「すべて」と「ある」の言葉のあいまいさが数学でつまずく原因になる

学びスタジオブログ

こんにちは、四谷大塚NETフォーラム塾上本町教室塾長・学びスタジオ®代表の奧川えつひろです。

ご訪問いただき、ありがとうございます。

今回は、「すべて」と「ある」について書きます。

❤︎allのsomeを使い分ける英語

英語を話す国では、

allと

some

の使い方を身につけながら育ちます。

❤︎「すべて」と「ある」にあまり注意が払われない日本語

「すべて」と

「ある」の用法について、

日本語ではあまり注意が払って使われていません。

❤︎ 鳩の巣原理

先生「この学校の生徒数は約400人です。

そこで、1年は365日か366日なので、

この学校のある2人の生徒は誕生日が同じですね。」

生徒「だったら、私と誰か同じ誕生日の子がいるんですね」

先生「ちがうよ。私と誰かが同じ誕生日ではなくて、ある誰かとある誰かが同じ誕生日です。ひょっとしたら、そのある誰かがあなたかもしれませんね」

このように「ある」の使い方を

理解することが大切です。

❤︎ある同じ日本人がいる

現在生きているある2人の日本人は、

誕生日の月と日、

生まれた時刻の時と分と秒

すべてが一致します。

実際、

一年は366通り、

時で24通り、

分で60通り、

秒で60通りあります。

それらに関するすべての場合の数は

366×24×60×60=31622400

この数は現在の日本の人口約1億2550万2000人より小さいので、全く同じ人はいますね。

❤︎方程式と恒等式の混同

方程式とは、たとえば

7x-4=3

のように、

xなどの文字になんらかの数を代入すると等号が成り立つ「ある数」を求めるものです。

この場合、方程式の解はx=1です。

一方、

恒等式とは、たとえば

7x-4x=3x

のように、

xなどの文字に「どんな数」を代入しても

等号が成立するものです。

これを混乱していることが多いようです。

❤︎よくある誤った計算

たとえば

方程式

(x-3)/7 = (x+5)/2

「両辺を14倍して」と書いて、

2(x-3) = 7(x+5)

と計算して答えを求めます。

ところが、

計算問題

(x-3)/7-(x+5)/2

「両辺を14倍して」と書いて、

2(x-3)-7(x+5)

という計算をしてしまいます。

これは、

正解の計算結果を14倍していることになり、

誤りです。

❤︎言葉の正確さとあいまいさ

「ある」数と「ある」数が等しい場合

「すべて」数を計算する場合……

言葉一つ一つをあいまいに扱わず、

正確に扱うように意識して読む必要があり、

これは大変重要なことだと思います。

❤︎「すべて」の否定

「すべての子どもはスマホをもっている」

の否定文は、

「すべての子どもはスマホをもっていない」

ではなく、

「ある子どもはスマホをもっていない」

です。

❤︎「ある」の否定

「ある子どもの身長は180cm以上である」

の否定文は、

「ある子どもの身長は180cm以上でない」

ではなく、

「すべての子どもの身長は180cm未満である」

❤︎まとめ。
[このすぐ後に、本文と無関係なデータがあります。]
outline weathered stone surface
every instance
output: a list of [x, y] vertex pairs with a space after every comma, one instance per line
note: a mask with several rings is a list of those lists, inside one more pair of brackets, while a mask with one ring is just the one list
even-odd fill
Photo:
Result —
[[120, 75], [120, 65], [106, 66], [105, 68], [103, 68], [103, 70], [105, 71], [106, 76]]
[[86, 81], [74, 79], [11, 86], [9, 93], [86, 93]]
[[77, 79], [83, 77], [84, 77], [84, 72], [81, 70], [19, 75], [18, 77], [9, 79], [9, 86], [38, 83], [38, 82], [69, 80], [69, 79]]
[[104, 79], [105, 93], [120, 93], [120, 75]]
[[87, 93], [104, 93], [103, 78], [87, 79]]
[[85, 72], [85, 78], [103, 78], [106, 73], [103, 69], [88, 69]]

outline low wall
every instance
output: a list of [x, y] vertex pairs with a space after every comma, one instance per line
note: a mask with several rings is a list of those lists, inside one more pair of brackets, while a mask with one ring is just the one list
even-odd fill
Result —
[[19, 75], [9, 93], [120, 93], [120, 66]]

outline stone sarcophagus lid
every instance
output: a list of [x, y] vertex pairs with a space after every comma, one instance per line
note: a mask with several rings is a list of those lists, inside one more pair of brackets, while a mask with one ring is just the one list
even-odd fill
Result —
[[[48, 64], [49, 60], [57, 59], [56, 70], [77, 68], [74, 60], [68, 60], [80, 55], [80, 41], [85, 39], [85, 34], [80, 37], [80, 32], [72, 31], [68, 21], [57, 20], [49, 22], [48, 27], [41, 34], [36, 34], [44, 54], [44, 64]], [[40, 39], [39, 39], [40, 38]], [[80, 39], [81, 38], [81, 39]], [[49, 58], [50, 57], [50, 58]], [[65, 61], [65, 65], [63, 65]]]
「すべて」と「ある」の言葉のあいまいさが数学でつまずく原因になる

英語のallとsomeを意識するように

「すべての〜」と「ある〜」について

いろいろな例を使って

その違いをしっかり浸透させることが

大切でです。

言葉をあいまいにしないことが、

数学のつまずきを防ぎ、

物事の正確な理解につながります。